While this work did not evaluate residual connections on downsampling layers, a thorough evaluation of both methods put forth earlier would be required to complete the picture, highlighting how exactly residual connections in downsampling layers affect gradient flow, feature learning, and overall performance. Such an evaluation would clarify whether the additional computational cost of using $1\times 1$ convolutions for matching dimensions is justified by improved accuracy or if the simpler pooling-based approach suffices, particularly for tasks where computational efficiency is crucial.
}
}


%% Question 5:
% Briefly draw your conclusions based on the results from the previous sections (what are the take-away messages?) and conclude your report with a recommendation for future work.
%
% Good recommendations for future work also draw on the broader literature (the papers already referenced are good starting points).
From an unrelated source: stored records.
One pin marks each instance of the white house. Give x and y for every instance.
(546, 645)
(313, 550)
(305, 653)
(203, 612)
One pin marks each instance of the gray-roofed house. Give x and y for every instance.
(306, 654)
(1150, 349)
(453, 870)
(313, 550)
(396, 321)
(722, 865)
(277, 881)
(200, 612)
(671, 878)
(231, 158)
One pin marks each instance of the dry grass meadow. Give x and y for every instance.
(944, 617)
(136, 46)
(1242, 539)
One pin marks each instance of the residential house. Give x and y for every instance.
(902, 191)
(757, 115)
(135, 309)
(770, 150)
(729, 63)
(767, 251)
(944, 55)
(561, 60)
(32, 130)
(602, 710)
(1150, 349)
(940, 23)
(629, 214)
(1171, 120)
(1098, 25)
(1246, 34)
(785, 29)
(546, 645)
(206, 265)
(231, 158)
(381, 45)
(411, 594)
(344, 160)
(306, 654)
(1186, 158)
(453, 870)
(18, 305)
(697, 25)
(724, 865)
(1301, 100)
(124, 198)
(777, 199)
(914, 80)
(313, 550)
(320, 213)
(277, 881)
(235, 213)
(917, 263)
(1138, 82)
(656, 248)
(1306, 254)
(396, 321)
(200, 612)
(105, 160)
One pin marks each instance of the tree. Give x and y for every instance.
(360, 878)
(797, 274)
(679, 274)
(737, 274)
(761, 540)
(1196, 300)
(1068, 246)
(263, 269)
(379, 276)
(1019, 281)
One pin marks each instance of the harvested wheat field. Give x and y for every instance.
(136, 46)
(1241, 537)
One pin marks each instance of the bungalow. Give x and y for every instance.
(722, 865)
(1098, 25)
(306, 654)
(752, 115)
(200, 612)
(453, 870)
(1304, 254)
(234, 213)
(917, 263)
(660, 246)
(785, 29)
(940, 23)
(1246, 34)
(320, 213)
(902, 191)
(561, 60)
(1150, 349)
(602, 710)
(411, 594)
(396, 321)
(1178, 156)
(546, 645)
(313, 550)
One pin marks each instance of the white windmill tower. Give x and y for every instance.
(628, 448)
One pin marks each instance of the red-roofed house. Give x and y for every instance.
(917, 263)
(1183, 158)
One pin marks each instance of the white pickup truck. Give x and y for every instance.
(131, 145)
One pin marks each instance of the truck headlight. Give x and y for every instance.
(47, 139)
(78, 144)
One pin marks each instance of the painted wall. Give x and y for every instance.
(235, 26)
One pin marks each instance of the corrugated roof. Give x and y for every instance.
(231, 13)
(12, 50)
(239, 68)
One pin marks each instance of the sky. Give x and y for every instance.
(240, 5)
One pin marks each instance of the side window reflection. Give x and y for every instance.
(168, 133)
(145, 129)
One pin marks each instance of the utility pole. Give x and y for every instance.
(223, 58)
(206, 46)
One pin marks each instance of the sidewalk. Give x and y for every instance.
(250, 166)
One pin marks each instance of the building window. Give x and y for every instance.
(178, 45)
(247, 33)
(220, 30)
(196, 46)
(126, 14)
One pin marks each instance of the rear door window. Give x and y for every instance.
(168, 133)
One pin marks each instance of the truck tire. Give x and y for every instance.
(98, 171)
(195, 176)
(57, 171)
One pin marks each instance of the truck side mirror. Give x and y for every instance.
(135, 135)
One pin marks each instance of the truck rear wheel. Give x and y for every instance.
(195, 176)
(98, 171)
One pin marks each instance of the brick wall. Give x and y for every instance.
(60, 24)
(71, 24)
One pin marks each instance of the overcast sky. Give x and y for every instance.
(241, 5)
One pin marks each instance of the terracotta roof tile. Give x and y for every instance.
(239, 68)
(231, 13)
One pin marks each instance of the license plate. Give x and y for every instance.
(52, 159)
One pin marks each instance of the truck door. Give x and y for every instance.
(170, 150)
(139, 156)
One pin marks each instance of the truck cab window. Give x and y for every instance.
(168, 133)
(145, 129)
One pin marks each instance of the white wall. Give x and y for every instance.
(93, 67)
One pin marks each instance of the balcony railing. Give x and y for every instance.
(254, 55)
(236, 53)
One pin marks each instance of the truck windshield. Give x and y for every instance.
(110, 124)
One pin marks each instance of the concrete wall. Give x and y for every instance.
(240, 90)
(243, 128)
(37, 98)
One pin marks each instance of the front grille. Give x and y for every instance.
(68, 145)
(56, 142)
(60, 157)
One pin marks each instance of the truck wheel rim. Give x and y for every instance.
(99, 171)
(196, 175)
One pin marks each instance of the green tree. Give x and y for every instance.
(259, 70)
Great recommendations for future work are not just incremental (an example of an incremental suggestion would be: ``we could also train with different learning rates'') but instead also identify meaningful questions or, in other words, questions with answers that might be somewhat more generally applicable.
%
% For example, \citep{huang2017densely} end with \begin{quote}``Because of their compact internal representations and reduced feature redundancy, DenseNets may be good feature extractors for various computer vision tasks that build on convolutional features, e.g.,  [4,5].''\end{quote}
%
% while \cite{bengio1993problem} state in their conclusions that \begin{quote}``There remains theoretical questions to be considered,  such as whether the problem with simple gradient descent  discussed in this paper would be observed with  chaotic attractors that are not  hyperbolic.''\\\end{quote}
%
% The length of this question description is indicative of the average length of a conclusion section
\newcommand{\questionFive} {
\youranswer{
The results presented showcase a clear solution to the vanishing gradient problem. With batch normalization and Residual Connections, we are able to train much deeper neural networks effectively, as evidenced by the improved performance of VGG38 with these modifications. The combination of BN and RC not only stabilizes gradient flow but also enhances both training and validation accuracy, particularly when paired with an appropriate learning rate. These findings reinforce the utility of architectural innovations like those proposed in \cite{he2016deep} and \cite{ioffe2015batch}, which have become foundational in modern deep learning.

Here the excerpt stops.